In the work of Thomas Chattertons

The slughorn became known as a striking detail of the Rowley Poems , one of the most famous forgeries in literary history. This is a series of poems in Middle English or rather Middle English-looking language, which the young poet Thomas Chatterton wrote around 1768–1769 with the help of the works of Geoffrey Chaucer and some dictionaries and issued them as the works of a late medieval monk named Thomas Rowley. A slughorn is used in several of these poems , “a musical instrument similar to the oboe ”, as Chatterton explains in a handwritten editor's note ( “a musical instrument not unlike a hautboy” ). Contrary to this representation, the context in which the word appears suggests that the slughorn may be a kind of battle horn or bugle: In the tragedy Ælla, A Tragycal Enterlude , that of a battle fought between Danes and the 10th century Saxony reports that it can be heard from a long way off ( "Botte know the dynne of slughornes from afarre" ) and sounds both as a call to arms ( "Nowe to the warre lette all the slughornes sounde" ) and to retreat ( " Sounde the loude slughorne for a quicke forloyne " ). In a martial function it also appears in the second of the two poems entitled Battle of Hastings about the Battle of Hastings 1066 ( “So did the men of war at once advaunce […] Ne neede of slughornes to enrowse theyr minde” ), and in The Tournament the Herald sounds the slughorn to open a court battle ( "A Leegefull Challenge, Knyghtes and Champyons dygne / A leegefull Challenge, lette the Slughorne sounde" ).

Before Chatterton

The Death of Chatterton
painting by Henry Wallis , 1856 ( Tate Britain , London).

Chatterton died in 1770 at the age of only seventeen from an accidentally but perhaps suicidal overdose of arsenic (which he took to treat syphilis ) and laudanum . In the following years the poems in his extensive literary estate were considered to be authentic medieval works, at least by some scholars. In 1777, under the editorship of the Chaucer specialist Thomas Tyrwhitt, a complete edition of the poems with text-critical apparatus and commentary as well as a testimonial by Jeremiah Milles was published , and in 1781 the scholar Jacob Bryant tried to prove their authenticity in a philological study. One fruit of these misguided efforts is the realization that the slughorn is by no means a pure invention of Chatterton, as skeptics claimed, because Tyrwhitt succeeded in locating an at least approximately medieval reference for this suspicious curiosity, which especially Bryant as conclusive evidence for the Cited authenticity of the poems, but ultimately only suggests that this source may also have been known to Chatterton.

This is the Eneados , a translation of the Aeneid into Central Scottish, which was completed by Gavin Douglas , Bishop of Dunkeld, at the latest in 1513 , first appeared in print in 1555 and provided a detailed glossary in a new edition from 1710 by the Latinist Thomas Ruddiman has been.
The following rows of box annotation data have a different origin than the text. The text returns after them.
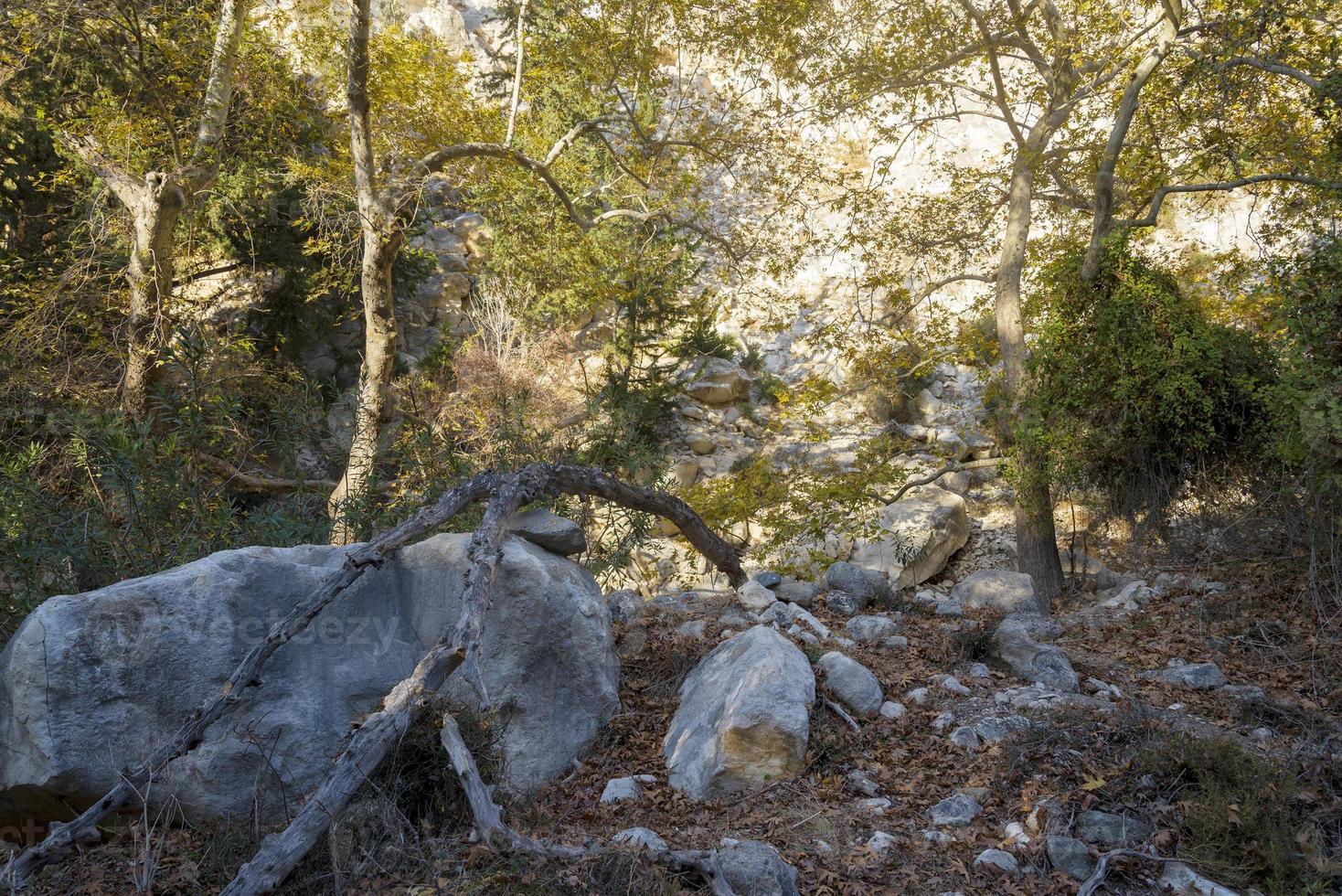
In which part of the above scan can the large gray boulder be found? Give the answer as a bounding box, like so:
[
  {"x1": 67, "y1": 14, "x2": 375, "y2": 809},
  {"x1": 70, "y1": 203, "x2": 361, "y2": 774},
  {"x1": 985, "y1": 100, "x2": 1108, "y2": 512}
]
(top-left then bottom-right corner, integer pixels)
[
  {"x1": 663, "y1": 625, "x2": 816, "y2": 799},
  {"x1": 848, "y1": 485, "x2": 969, "y2": 588},
  {"x1": 989, "y1": 613, "x2": 1079, "y2": 693},
  {"x1": 950, "y1": 569, "x2": 1038, "y2": 613},
  {"x1": 0, "y1": 535, "x2": 619, "y2": 827}
]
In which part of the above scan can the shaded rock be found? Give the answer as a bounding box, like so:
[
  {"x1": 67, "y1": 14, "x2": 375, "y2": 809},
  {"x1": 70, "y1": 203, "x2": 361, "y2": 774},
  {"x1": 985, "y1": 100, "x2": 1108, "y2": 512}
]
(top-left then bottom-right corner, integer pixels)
[
  {"x1": 989, "y1": 613, "x2": 1078, "y2": 693},
  {"x1": 0, "y1": 534, "x2": 619, "y2": 825},
  {"x1": 975, "y1": 849, "x2": 1020, "y2": 875},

As Hapax legomenon , slughorne can be found here in the seventh book in a paraphrase of Virgil's verse "classica iamque sonant, it bello tessera signum" (7,637), which Douglas long-winded as "The drumpet blawis the brag of were / The slughorne, ensenȝe, or the wache cry / Went for the batall all suld be reddy ” . Slughorne , which translates the Latin tessera , "parole, slogan" in this passage , is an ancient or idiosyncratic reading of the same word that has also found its way into English and German as " slogan " and with the meaning "motto, advertising slogan", but actually referred to the battle cry of the Scottish warrior associations, which differed from clan to clan . Ruddiman correctly reproduces this original meaning in his glossary, but his derivation of the word (which was later also followed by Tyrwhitt and Bryant) is incorrect: The word goes back to an unconfirmed Old English cognate of the German "battle horn ", which is also a cornu bellicum . Today, however, it is certain that slogan by no means belongs to the phrase around Old English slægan and slēan (“to beat” or “to kill,” cf. New English slug , slog , slag , sledge , slay etc.), but rather is of Celtic origin (borrowed from Gaelic sluagh-ghairm , compound of sluagh , "Heer, Trupp" and ghairm , "Ruf, Schrei") - this wrong etymology or corruption of slogan is probably the origin of the slughorn , unknown to the instrumentalists , which Chatterton brought to English literature.

After Chatterton

English poets of later generations often glorified Chatterton as the poète maudit par excellence, with Samuel Taylor Coleridge , John Keats and later Oscar Wilde standing out with particular fervor . Robert Browning honored Chatterton not only with an important essay ( Essay on Chatterton , 1842), but also with a prominently placed allusion in what is now his most famous poem, Childe Roland to the Dark Tower Came (1855), which depicts the appalling horrors, fears and Describes doubts that the Junker Roland has to endure on his lonely way to the "Finstren Tower". The slughorn has a similarly weighty meaning as the “ Olifant ” in the old French Roland song : At the end of his hero's journey - perhaps also his life, in any case of the poem - Roland looks back at all the companions and competitors who failed on the way to the tower or have died or are still struggling to climb, and "fearlessly" puts his Slughorn to his lips to announce: "Mr. Roland came to the Dark Tower:"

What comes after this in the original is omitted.